Using Patents To Needlessly Drive Up Healthcare Costs: The Economic Impact Of Evergreening Drugs
from the evergreening-profits dept
One technique in the world of pharma that has started appearing here on Techdirt is "evergreening" -- making small changes to a drug, often about to come off patent, in order to gain a new patent that extends its manufacturer's control over it. The advantages for pharma companies are evident, but what about the public? What economic impact does evergreening have? That's what a fascinating new paper in the open access journal PLoS Medicine seeks to establish:
The researchers identified prescriptions of eight follow-on drugs issued by hospital and community pharmacists in Geneva between 2000 and 2008. To analyze the impact of evergreening strategies on healthcare spending, they calculated the market share score (an indicator of market competitiveness) for all prescriptions of the originally patented (brand) drug, the follow-on drug, and generic versions of the drug. The researchers then used hospital and community databases to analyze the costs of replacing brand and/or follow-on drugs with a corresponding generic drug (when available) under three scenarios (1) replacing all brand drug prescriptions, (2) replacing all follow-on drug prescriptions, and (3) replacing both follow-on and brand prescriptions.
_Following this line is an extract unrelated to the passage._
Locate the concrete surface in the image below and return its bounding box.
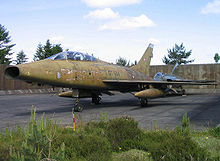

And here's what they found:
Using these methods, the researchers found that over the study period, the number of patients receiving either a brand or follow-on drug increased from 56,686 patients in 2001 to 131,193 patients in 2008. The total cost for all studied drugs was €171.5 million, of which €103.2 million was for brand drugs, €41.1 million was for follow-on drugs, and €27.2 million was for generic drugs. Based on scenario 1 (all brand drugs being replaced by generics) and scenario 2 (all follow-on drugs being replaced by generics), over the study period, the healthcare system could have saved €15.9 million and €14.4 million in extra costs, respectively. The researchers also found some evidence that hospital prescribing patterns (through a restrictive drug formulary [RDF]) influenced prescribing in the community: over the study period, the influence of hospital prescription patterns on the community resulted in an extra cost of €503,600 (mainly attributable to two drugs, esomeprazole and escitalopram). However, this influence also resulted in some savings because of a generic drug listed in the hospital formulary: use of the generic version of the drug cetirizine resulted in savings of €7,700.
Obviously, this is just one study, in one area, although on the plus side it involves quite a long time period, and many patients. Despite its limitations, it nonetheless offers a useful first analysis of the economic impact of evergreening drugs. It's certainly an aspect of drug prescription that hospitals and doctors need to consider. As the study concludes:
Evergreening strategies have been successful in maintaining market share in Geneva, offsetting competition by generics and cost containment policies. Hospitals may be contributing to increased overall healthcare costs by listing follow-on drugs in their RDF. Therefore, healthcare providers and policy makers should be aware of the impact of evergreening strategies.
That suggests we can expect to see many more evergreened drugs in the future as highly-profitable compounds start to come off patent, and pharma companies search for ways of maintaining their high profit levels.